During a lateral approach to the fibula for a distal third fracture, the surgeon must identify and protect the superficial peroneal nerve. Where does the superficial peroneal nerve typically pierce the deep crural fascia to become subcutaneous?

. At the fibular neck
. In the proximal third of the leg, anteriorly
. In the middle to distal third of the leg, crossing the anterior border of the fibula
. Just proximal to the extensor retinaculum
. Posterior to the lateral malleolus

Correct Answer & Explanation

. In the middle to distal third of the leg, crossing the anterior border of the fibula


Explanation

The superficial peroneal nerve courses in the lateral compartment of the leg and typically pierces the deep crural fascia to become subcutaneous in the middle to distal third of the leg (approximately 10-12 cm proximal to the tip of the lateral malleolus), crossing from the lateral to the anterior aspect of the fibula.

Question 11700

Topic: 2. Trauma

A trauma patient develops thigh compartment syndrome.
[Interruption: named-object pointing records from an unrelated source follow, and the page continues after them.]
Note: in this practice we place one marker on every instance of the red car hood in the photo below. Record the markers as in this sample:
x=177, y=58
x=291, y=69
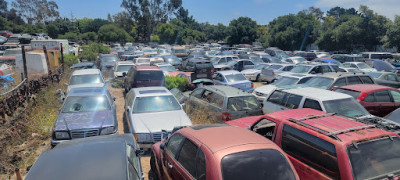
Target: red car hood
x=244, y=122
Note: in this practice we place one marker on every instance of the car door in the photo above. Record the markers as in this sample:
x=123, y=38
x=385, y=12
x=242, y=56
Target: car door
x=170, y=168
x=384, y=103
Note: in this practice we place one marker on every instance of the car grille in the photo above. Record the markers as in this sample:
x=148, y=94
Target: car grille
x=84, y=133
x=260, y=94
x=157, y=137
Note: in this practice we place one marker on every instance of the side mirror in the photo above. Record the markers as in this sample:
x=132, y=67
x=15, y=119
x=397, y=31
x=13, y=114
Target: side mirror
x=162, y=145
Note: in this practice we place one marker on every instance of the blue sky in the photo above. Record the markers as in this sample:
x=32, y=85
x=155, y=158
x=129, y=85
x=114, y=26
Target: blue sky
x=223, y=11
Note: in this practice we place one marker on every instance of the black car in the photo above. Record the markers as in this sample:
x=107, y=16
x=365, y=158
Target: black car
x=101, y=157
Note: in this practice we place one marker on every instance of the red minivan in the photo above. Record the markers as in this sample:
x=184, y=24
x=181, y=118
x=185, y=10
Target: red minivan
x=378, y=100
x=219, y=151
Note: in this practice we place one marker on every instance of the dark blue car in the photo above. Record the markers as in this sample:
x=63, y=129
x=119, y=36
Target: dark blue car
x=86, y=112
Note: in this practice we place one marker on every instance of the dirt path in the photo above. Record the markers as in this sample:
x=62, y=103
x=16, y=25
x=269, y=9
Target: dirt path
x=119, y=102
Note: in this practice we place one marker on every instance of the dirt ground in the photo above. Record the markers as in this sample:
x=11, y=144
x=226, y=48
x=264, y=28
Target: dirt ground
x=119, y=102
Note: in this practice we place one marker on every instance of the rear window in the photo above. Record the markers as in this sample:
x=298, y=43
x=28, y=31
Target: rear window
x=149, y=75
x=369, y=162
x=256, y=164
x=355, y=94
x=244, y=103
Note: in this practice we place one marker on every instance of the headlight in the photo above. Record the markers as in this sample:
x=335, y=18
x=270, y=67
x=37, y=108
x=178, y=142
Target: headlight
x=107, y=130
x=143, y=137
x=61, y=135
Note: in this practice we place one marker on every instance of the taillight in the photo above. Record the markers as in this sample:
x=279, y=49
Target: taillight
x=362, y=96
x=226, y=116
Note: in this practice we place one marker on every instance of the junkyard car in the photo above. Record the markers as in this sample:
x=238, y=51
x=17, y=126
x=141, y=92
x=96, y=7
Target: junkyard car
x=219, y=152
x=151, y=110
x=103, y=157
x=326, y=146
x=87, y=111
x=224, y=102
Which muscle is located in the medial compartment of the thigh and is distinctly dually innervated by both the obturator nerve and the tibial division of the sciatic nerve?

. Adductor longus
. Adductor brevis
. Pectineus
. Adductor magnus
. Gracilis

Correct Answer & Explanation

. Adductor magnus


Explanation

The adductor magnus is a massive muscle with dual innervation. Its adductor (pubofemoral) portion is innervated by the posterior division of the obturator nerve, and its hamstring (ischiocondylar) portion is innervated by the tibial division of the sciatic nerve.